Movie Review | Hunt - An intriguing, yet inferior remake
By DECCAN CHRONICLE | Swathi Soren
“A police officer suffers amnesia as a result of an accident moments before he reveals the identity of a murderer” - the set-up alone is enough to put one on the edge of the seat. In this ambitious thriller - a remake of the 2013 ‘Mumbai Police’ starring Prithviraj Sukumaran - we open to sufficient intrigue with our protagonist, ACP Arjun (Sudheer Babu) reeling in from the realisation that the answers to his friend’s murder may forever be lost if he doesn’t report the identity of the killer to his superiors in 48 hours.
Commissioner of Police, Mohan Bhargav (Srikanth) is the only one who knows the impact the accident has had on Arjun’s ability to fully solve the case. However, knowing Arjun’s amnesia could cost him the case, Mohan resolves to keep it a secret from everyone else and buy time for Arjun to retrace his steps. When Arjun is attacked at his apartment as soon as Mohan drops him off, the duo have reason to believe that it was instigated by the murderer. Following the three suspects and their motives through intertwined sequences that occur in flashbacks, Arjun’s alienation from his surroundings echoes heavily as he questions what he can trust. Scenes of Arjun’s friendship with Aryan (Bharath Niwas) play out as we sympathise with Arjun’s relentless pursuit of his friend’s killer. Part investigative thriller, part procedural, this movie pulls together Arjun’s story and the drive behind his single-minded quest for Aryan’s killer along with clues to his own character. As he goes down the rabbit hole, he comes to realise that he might not be ready to face the reality of either.

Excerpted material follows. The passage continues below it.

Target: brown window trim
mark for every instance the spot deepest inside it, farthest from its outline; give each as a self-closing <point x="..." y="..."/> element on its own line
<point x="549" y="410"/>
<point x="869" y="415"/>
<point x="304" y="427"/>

Like it or not, remakes evoke comparisons. Prithviraj Sukumaran is a tough act to follow as it were and Sudheer Babu barely looks comfortable on screen at places in comparison. Sudheer Babu unfortunately is unable to translate the range of his predecessor’s performance and falls short of delivering what could have been a career-defining performance. A lot more can be said about the supporting cast, though, who are well-cast and impress with subtle performances.
The cinematography is possibly its most laud-worthy aspect. The raw look of the original has been traded in for glossy, neon-lit scenarios, which have been handled excellently by Arul Vincent. The protagonist lives in a swanky, upscale apartment straight out an avant-garde home catalogue and the movie gets the switch in tone right aesthetically. However, had the performances been better, perhaps the upgrade would have had its intended effect. The action scenes are engaging and this is where Sudheer Babu’s dedication shows.
A major complaint, however, is that the movie suffers from the loss of an organic sound. Somehow, the movie’s score and sound design fail to impress entirely. In quite a few key sequences, the absence of elevation even felt jarring when the sequence played out at another pace altogether. The dialogue, too, is quite inorganic in places. The staging is underwhelming and even takes away from the tension built into the scenes.
Overall, as a remake, the movie fails to hold the appeal of the original. However, the movie warrants a watch for the excellent cinematography and well-thought-out action scenes which are a refreshing change of pace from the usual fare. While not as good as the original, and guilty of being unable to fully grasp the depth of its own central mystery (which perhaps could have benefited from an updated look at its resolution in the 2022 remake), there is enough for the audience to enjoy along the runtime.